The decision would reverse the government’s longstanding position that calculating such a number may be technically impossible and would require privacy intrusions exceeding those raised by the actual surveillance programs.
It also comes as Congress is expected to begin debate in the coming months over whether to reauthorize or reform the surveillance authority, known as Section 702, a provision that was added to the Foreign Intelligence Surveillance Act in 2008.
The letter, sent on Friday to National Intelligence Director James Clapper, said his office and National Security Agency officials had briefed congressional staff about how the intelligence community intends to comply with the lawmakers’ disclosure request.
Clapper’s office did not immediately respond to a request for comment.
The 11 lawmakers, all members of the U.S. House Judiciary Committee, termed their letter an effort to “memorialize our understanding” of the intelligence community’s plan to provide an estimate in real numbers, not percentages, as soon as January that can be shared with the public.
“The timely production of this information is incredibly important to informed debate on Section 702 in the next Congress— and, without it, even those of us inclined to support re-authorization would have reason for concern,” the letter said.
Section 702 will expire on December 31, 2017, absent congressional action.
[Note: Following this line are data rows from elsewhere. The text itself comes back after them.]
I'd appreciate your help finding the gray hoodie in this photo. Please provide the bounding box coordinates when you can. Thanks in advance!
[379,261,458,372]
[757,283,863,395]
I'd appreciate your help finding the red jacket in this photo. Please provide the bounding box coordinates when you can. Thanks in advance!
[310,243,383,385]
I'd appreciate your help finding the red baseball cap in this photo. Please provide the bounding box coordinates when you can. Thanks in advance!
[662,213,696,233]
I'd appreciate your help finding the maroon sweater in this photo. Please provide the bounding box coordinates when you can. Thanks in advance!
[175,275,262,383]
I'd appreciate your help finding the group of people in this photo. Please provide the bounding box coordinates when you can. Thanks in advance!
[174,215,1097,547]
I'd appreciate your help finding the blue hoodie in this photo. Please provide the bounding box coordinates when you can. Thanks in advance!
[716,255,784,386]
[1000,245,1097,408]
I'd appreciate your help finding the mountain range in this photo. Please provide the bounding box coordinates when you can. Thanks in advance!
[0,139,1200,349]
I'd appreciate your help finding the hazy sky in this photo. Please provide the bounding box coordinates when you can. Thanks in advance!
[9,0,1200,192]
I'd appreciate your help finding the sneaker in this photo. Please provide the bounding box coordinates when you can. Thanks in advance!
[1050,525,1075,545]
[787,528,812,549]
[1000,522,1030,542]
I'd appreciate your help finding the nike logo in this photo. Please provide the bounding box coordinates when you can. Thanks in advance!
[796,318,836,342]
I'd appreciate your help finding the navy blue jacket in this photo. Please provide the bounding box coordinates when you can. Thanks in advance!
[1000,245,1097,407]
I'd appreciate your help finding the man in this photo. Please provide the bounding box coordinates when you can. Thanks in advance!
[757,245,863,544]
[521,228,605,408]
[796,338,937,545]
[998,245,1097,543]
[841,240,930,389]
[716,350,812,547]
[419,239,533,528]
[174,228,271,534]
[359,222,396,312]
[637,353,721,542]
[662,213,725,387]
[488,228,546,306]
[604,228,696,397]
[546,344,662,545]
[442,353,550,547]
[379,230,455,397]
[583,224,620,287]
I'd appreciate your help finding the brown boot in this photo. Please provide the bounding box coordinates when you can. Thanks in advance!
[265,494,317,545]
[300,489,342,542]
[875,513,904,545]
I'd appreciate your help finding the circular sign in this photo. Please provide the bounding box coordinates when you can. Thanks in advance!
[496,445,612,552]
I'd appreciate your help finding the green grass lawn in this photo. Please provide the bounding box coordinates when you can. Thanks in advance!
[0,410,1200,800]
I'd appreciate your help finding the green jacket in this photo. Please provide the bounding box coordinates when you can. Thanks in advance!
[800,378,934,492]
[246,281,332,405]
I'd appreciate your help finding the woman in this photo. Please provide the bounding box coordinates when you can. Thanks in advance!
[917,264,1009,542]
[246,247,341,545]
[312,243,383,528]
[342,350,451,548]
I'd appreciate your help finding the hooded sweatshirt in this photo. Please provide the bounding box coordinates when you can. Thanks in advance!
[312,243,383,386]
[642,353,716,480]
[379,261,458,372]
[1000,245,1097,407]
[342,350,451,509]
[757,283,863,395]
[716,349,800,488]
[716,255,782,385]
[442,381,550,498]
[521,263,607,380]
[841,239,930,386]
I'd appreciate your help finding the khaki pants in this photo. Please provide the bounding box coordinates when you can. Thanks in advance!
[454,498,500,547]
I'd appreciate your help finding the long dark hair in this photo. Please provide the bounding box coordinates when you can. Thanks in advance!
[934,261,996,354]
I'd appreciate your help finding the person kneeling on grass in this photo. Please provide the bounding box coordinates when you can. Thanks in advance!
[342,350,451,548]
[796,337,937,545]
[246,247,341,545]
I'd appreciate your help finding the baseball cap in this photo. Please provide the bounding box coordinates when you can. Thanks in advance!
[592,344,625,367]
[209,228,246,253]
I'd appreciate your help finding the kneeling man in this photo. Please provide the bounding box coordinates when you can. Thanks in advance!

It enables two internet surveillance programs called Prism and Upstream that were revealed in a series of leaks by former NSA contractor Edward Snowden more than three years ago.
Intelligence officials have said that data about Americans is “incidentally” collected under Section 702, due to a range of technical and practical reasons. Critics have assailed such collection as back-door surveillance of Americans without a warrant.
Clapper, who is stepping down next month, suggested in April that providing an estimate of Americans surveilled under Section 702, a figure some have said could tally in the millions, might be possible, while defending the law as “a prolific producer of critical intelligence.”
Republicans James Sensenbrenner, Darrell Issa, Ted Poe and Jason Chaffetz signed the letter, in addition to Democrats John Conyers, Jerrold Nadler, Zoe Lofgren, Hank Johnson, Ted Deutch, Suzan DelBene and David Cicilline.